Menurut Buwas, publik harus tau bahwa sesungguhnya ketersediaan beras di lapangan sangat minim. Bahkan, kata Buwas, Persatuan Pengusaha Penggilingan Padi Indonesia (Perpadi) pun menyebut pasokan beras hanya aman untuk dua pekan. Di sisi lain, anomali cuaca membuat musim tanam bergeser. Karena itu, Buwas menduga pada Januari 2023 pun panen belum banyak.
"Jadi jangan diplintir kalau Bulog yang tidak mau beli. Jadi kalau masih ada yang mengatakan ada (beras) saya mohon maaf, itu yang harus bertanggung jawab kalau ada apa-apa," tegasnya.
Buwas pun mengingatkan bahwa pemerintah seharusnya saling bersinergi, bukan saling menyalahkan. Ia meminta agar semua pihak saling terbuka terkait data pangan, mengingat krisis pangan dan energi adalah ancaman nyata yang sering disebut-sebut dalam pertemuan tingkat tinggi G20 lalu.
"Jangan nanti kalo ada apa-apa lempar anduk, cari kambing hitam. Saya tidak mau menyalahkan siapa-siapa, tapi faktanya seperti itu. Kalo memang bicara masalah pangan, sama terbuka. Data jujur saja jangan direkayasa," pungkasnya.
Menanggapi itu, Direktur Jenderal Tanaman Pangan, Kementan, Suwandi menyebut data produksi beras dalam empat tahun terakhir berasal dari Badan Pusat Statistik (BPS) yang dihitung menggunakan metode KSA.
Adapun pada 2019 data produksi beras mencapai 31,3 juta ton, tahun 2020 sebesae 31,5 juta ton, 2021 sebesar 31,36 juta ron dan tahun 2022 sebesar 32,07 juta ton.
Menurut Suwandi, penyerapan beras oleh Bulog tahun ini cenderung lebih rendah. Biasanya, rata-rata setiap tahun Bulog bisa menyerap 1,2 juta ton.
"Memang realisasi serapan sejak Januari 2022 sampai hari ini Bulog tidak sampai sekitar 900.000 ton," sebut Suwandi dalam kesempatan yang sama.
Suwandi mengungkapkan bahwa kondisi penyerapan Bulog di lapangan lebih disebabkan oleh masalah spesifikasi beras yang diminta Bulog tidak sesuai dengan yang ada di lapangan.

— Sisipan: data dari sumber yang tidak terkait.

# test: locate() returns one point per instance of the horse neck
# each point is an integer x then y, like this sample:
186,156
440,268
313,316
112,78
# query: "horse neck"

"Memang Buwas berani beli Rp10.200 per kilogram, tapi kendala di lapangan terkait spek-spek (spesifikasi)," ucap Suwandi.
Adapun Suwandi bersikukuh bahwa ketersediaan beras di lapangan ada, namun sebagian besar berada di penggilingan.
"Fenomena barang (beras) ada, tapi kebanyakan penggilingan jual ke swasta," pungkas Suwandi.